Your database is the foundation of your product. We help you choose the right database technology, design schemas that perform at scale, and implement data strategies that grow with your business.
Every feature your product offers ultimately reads from or writes to a database. The design of your database, including schema structure, indexing strategy, query patterns, and technology selection, determines how fast those features perform, how reliably they operate, and how easily new features can be added. Database design consulting ensures this foundation supports rather than constrains your product.
Database design mistakes are among the most expensive to fix because they affect every part of the application. A poorly normalized schema forces data duplication and consistency headaches. Missing indexes cause queries to scan entire tables. Inappropriate technology choices create mismatches between your data model and your query patterns.
At Arthiq, we have designed databases for social media management platforms, invoicing systems, and AI agent tools. Each domain has distinct data requirements: high-write-throughput for social media events, strict consistency for financial records, and efficient similarity search for AI retrieval. This range of experience informs our consulting with pattern recognition across diverse use cases.
The database landscape offers dozens of options across relational, document, key-value, graph, time-series, and vector categories. We help you cut through the noise and select the technology that matches your data model and access patterns.
PostgreSQL is our default recommendation for most applications because of its flexibility, performance, and ecosystem maturity. It handles relational data, JSON documents, full-text search, and even vector operations, reducing the need for additional specialized databases. We add MongoDB for truly schema-less workloads, Redis for caching and real-time features, ClickHouse for analytical queries, and Pinecone or pgvector for AI similarity search.
We evaluate managed versus self-hosted options based on your team operational capacity, cost sensitivity, and customization needs. Managed services like Amazon RDS, Google Cloud SQL, and PlanetScale reduce operational burden at the cost of some flexibility and higher per-unit pricing. Self-hosted options provide maximum control but require dedicated database administration skills.
Schema design balances normalization for data integrity against denormalization for query performance. We design schemas that are normalized for transactional workloads where data consistency is paramount, and strategically denormalized for read-heavy workloads where query speed is the priority.
We model your entities, relationships, and access patterns before writing any schema definition language. This modeling phase identifies the queries your application will run most frequently and designs the schema to serve them efficiently. We also plan for anticipated growth, choosing data types and structures that accommodate future requirements without schema rewrites.

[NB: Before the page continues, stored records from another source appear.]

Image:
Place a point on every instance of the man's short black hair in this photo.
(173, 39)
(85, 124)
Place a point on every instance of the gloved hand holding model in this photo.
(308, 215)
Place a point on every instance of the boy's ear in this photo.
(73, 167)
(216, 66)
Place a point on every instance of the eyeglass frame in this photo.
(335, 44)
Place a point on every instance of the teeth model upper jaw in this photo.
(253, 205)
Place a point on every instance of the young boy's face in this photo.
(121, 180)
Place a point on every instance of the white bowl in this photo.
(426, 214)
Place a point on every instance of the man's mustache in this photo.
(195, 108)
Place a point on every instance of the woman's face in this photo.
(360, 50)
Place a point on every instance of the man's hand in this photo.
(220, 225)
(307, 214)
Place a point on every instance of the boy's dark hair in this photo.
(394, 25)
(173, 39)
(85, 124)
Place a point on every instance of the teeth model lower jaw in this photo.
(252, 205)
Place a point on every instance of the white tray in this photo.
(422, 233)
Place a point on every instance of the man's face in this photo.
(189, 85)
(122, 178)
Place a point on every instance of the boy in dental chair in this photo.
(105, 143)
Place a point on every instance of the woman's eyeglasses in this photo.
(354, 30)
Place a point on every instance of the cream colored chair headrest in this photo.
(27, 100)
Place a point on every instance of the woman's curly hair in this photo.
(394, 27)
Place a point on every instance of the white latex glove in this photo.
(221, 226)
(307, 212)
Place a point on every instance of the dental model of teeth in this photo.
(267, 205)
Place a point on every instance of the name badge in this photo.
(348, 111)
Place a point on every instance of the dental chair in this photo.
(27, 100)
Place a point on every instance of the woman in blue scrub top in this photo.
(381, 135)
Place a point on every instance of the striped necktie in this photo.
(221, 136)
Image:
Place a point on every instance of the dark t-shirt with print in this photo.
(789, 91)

Migration strategy is part of our schema design. We design schemas with forward-compatible migration in mind, using techniques such as nullable columns, default values, and additive changes that allow schema evolution without downtime. For applications that require zero-downtime migrations, we design dual-write patterns and background migration processes.
Indexes are the primary tool for database performance tuning, but they are not free. Each index speeds up reads at the cost of slower writes and additional storage. We design indexing strategies that optimize for your actual query patterns, adding indexes that provide significant read improvement while minimizing write overhead.

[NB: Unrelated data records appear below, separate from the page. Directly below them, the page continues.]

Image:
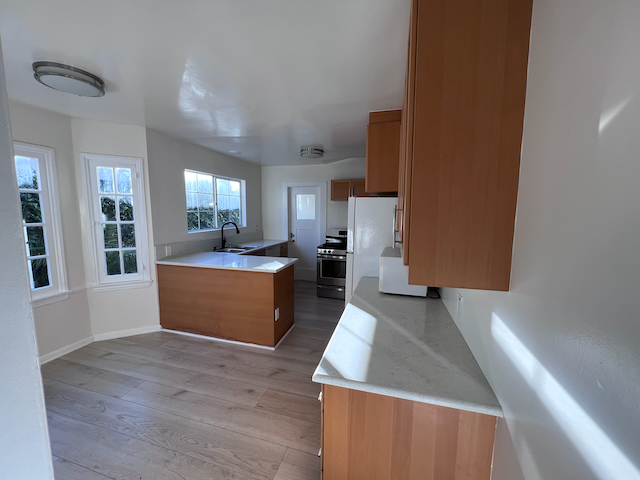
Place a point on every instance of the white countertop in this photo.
(234, 261)
(404, 347)
(259, 244)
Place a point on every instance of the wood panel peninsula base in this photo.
(231, 304)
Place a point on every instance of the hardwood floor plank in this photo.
(275, 378)
(155, 339)
(226, 389)
(94, 379)
(120, 457)
(255, 357)
(302, 459)
(273, 427)
(288, 471)
(196, 363)
(65, 470)
(217, 387)
(165, 406)
(301, 341)
(323, 335)
(292, 405)
(212, 349)
(316, 322)
(312, 355)
(227, 449)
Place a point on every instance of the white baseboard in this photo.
(126, 333)
(64, 350)
(285, 335)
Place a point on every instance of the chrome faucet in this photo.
(224, 240)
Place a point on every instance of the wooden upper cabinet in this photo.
(343, 189)
(383, 146)
(358, 188)
(462, 140)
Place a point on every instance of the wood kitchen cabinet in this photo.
(383, 146)
(343, 189)
(366, 435)
(461, 133)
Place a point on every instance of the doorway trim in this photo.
(323, 206)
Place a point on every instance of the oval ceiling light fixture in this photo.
(311, 152)
(68, 79)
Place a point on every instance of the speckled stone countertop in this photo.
(404, 347)
(234, 261)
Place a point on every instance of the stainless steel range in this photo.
(332, 265)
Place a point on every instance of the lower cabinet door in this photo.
(369, 436)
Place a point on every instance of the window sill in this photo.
(107, 287)
(48, 300)
(215, 229)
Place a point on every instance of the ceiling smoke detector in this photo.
(311, 152)
(68, 79)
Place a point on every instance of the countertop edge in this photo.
(492, 410)
(237, 269)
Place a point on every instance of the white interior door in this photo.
(304, 230)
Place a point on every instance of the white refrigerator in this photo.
(369, 232)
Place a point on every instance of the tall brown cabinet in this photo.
(461, 133)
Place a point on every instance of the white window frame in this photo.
(243, 199)
(101, 281)
(50, 205)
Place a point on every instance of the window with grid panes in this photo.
(118, 207)
(213, 200)
(35, 174)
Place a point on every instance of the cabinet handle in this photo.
(395, 217)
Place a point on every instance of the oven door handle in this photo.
(332, 257)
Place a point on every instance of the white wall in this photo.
(67, 321)
(562, 348)
(273, 207)
(168, 158)
(24, 442)
(130, 308)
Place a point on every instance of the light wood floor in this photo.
(166, 406)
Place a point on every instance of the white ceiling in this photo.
(260, 76)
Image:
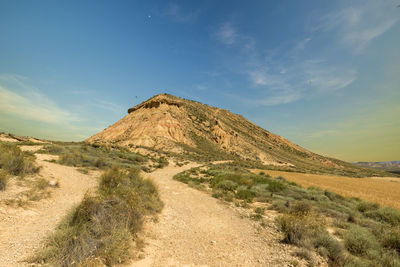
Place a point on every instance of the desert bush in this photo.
(227, 185)
(301, 208)
(3, 180)
(15, 161)
(391, 238)
(333, 249)
(52, 149)
(103, 225)
(386, 215)
(244, 193)
(367, 206)
(298, 230)
(359, 241)
(306, 254)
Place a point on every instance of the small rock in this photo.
(53, 183)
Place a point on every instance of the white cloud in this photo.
(177, 13)
(106, 105)
(327, 78)
(30, 104)
(357, 25)
(226, 34)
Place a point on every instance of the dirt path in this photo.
(195, 229)
(22, 230)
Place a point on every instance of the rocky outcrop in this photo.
(171, 123)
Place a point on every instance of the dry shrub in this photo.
(3, 180)
(15, 161)
(102, 228)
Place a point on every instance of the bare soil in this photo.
(23, 229)
(195, 229)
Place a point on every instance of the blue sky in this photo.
(324, 74)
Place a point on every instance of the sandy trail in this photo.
(195, 229)
(22, 230)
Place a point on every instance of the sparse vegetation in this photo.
(16, 162)
(101, 230)
(85, 155)
(3, 180)
(369, 234)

We analyze your most frequently executed and most resource-intensive queries using EXPLAIN plans and query profiling. For each problematic query, we evaluate whether the solution is a better index, a rewritten query, a schema adjustment, or a caching layer. Often, a combination of approaches produces the best result.

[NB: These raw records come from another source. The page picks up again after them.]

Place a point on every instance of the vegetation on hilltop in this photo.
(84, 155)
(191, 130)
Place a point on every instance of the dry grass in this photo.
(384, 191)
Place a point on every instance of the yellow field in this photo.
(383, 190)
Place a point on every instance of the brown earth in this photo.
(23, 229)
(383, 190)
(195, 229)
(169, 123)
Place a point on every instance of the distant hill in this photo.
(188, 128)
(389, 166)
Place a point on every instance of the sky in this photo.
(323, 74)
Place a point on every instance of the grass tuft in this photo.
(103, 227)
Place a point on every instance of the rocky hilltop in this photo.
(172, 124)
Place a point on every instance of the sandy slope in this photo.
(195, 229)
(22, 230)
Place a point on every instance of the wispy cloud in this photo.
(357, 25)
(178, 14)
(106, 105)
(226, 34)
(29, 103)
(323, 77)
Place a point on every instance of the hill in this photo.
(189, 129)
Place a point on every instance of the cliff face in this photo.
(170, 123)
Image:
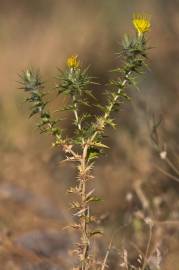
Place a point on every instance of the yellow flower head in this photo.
(141, 23)
(73, 62)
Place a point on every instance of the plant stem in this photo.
(85, 207)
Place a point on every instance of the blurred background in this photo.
(135, 182)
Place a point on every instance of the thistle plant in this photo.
(86, 144)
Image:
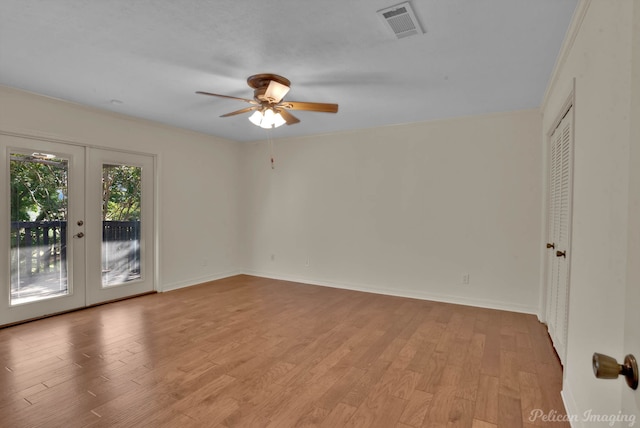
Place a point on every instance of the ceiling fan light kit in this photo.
(269, 109)
(267, 119)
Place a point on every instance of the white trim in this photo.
(565, 50)
(399, 292)
(197, 281)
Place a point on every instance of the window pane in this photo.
(39, 204)
(121, 196)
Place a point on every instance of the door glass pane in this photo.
(39, 206)
(121, 196)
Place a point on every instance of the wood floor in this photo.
(254, 352)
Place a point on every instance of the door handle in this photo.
(606, 367)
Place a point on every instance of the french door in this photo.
(76, 228)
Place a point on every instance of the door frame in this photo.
(152, 248)
(568, 107)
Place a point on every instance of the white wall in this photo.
(197, 178)
(598, 55)
(403, 210)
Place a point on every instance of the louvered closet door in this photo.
(559, 232)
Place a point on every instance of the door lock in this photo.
(606, 367)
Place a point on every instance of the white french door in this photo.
(119, 229)
(559, 201)
(76, 228)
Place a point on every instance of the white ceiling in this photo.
(476, 57)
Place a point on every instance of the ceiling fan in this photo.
(270, 110)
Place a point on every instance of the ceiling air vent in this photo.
(401, 20)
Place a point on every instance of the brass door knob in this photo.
(606, 367)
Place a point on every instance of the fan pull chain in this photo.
(270, 142)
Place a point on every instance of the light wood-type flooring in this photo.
(255, 352)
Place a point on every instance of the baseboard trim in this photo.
(198, 281)
(412, 294)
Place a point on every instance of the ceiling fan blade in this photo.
(244, 110)
(228, 96)
(298, 105)
(276, 91)
(288, 117)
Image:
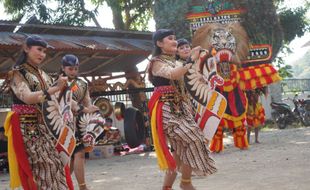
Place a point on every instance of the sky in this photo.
(105, 19)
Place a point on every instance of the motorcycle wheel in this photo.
(305, 119)
(280, 120)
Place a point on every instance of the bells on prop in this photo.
(104, 105)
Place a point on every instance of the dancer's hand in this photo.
(91, 109)
(89, 139)
(62, 82)
(195, 53)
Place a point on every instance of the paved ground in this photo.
(281, 161)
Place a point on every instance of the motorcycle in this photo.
(283, 114)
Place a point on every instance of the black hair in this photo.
(30, 41)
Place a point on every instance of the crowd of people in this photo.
(35, 162)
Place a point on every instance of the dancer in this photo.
(34, 162)
(171, 117)
(70, 68)
(183, 50)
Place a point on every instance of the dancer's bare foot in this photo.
(186, 184)
(83, 186)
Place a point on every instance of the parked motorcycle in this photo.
(283, 114)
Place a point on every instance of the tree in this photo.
(127, 14)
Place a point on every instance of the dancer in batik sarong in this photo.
(171, 116)
(34, 161)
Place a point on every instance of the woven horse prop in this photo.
(58, 117)
(90, 125)
(200, 81)
(231, 48)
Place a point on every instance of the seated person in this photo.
(110, 135)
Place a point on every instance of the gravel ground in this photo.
(281, 161)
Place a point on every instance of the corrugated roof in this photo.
(107, 51)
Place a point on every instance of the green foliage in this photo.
(285, 71)
(129, 14)
(172, 14)
(293, 23)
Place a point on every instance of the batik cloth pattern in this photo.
(35, 139)
(172, 119)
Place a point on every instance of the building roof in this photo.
(100, 51)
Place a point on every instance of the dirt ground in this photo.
(281, 161)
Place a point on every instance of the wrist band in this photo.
(80, 110)
(45, 95)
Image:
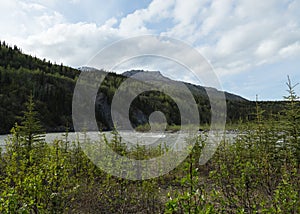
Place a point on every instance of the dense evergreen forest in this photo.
(257, 173)
(52, 87)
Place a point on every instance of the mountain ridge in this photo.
(52, 87)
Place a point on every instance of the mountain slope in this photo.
(52, 87)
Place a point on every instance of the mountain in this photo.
(52, 86)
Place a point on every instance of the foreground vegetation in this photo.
(259, 173)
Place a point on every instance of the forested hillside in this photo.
(52, 88)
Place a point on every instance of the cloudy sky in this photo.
(252, 45)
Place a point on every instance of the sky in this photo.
(251, 45)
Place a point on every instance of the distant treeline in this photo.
(52, 88)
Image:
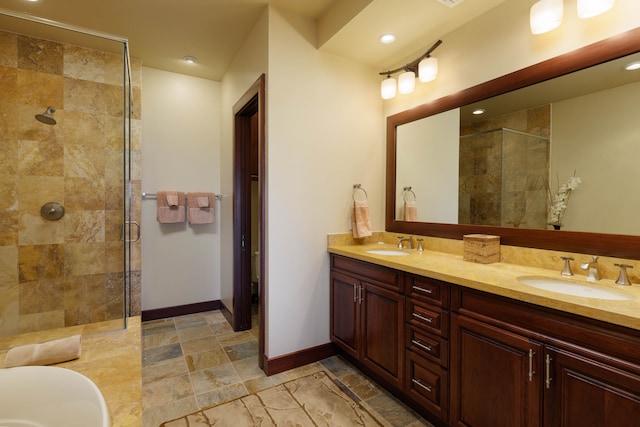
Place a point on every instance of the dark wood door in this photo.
(382, 313)
(582, 392)
(496, 377)
(344, 312)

We also implement query monitoring that alerts on new slow queries as they appear. As your application evolves, new features introduce new query patterns that may not be well-served by existing indexes. Continuous monitoring catches these issues before they affect user experience.
Databases are often the first system component to reach scaling limits. We design scaling strategies that extend your database capacity as your product grows, from simple optimizations to distributed architectures.
The first scaling lever is query optimization and caching, which often provides an order of magnitude improvement without architectural changes. Read replicas handle the next growth phase by distributing read queries across multiple database instances. Connection pooling with tools like PgBouncer prevents connection exhaustion under high concurrency.
For applications that outgrow a single primary database, we design partitioning strategies that distribute data across shards. Horizontal sharding requires careful key design and introduces complexity in cross-shard queries, so we implement it only when simpler approaches are insufficient. We also evaluate whether different workloads, such as transactional and analytical, should be served by separate database systems using a command query responsibility segregation pattern.
Your database design determines how fast your product can be and how easily it can grow. We help you get it right from the start or fix what is holding you back.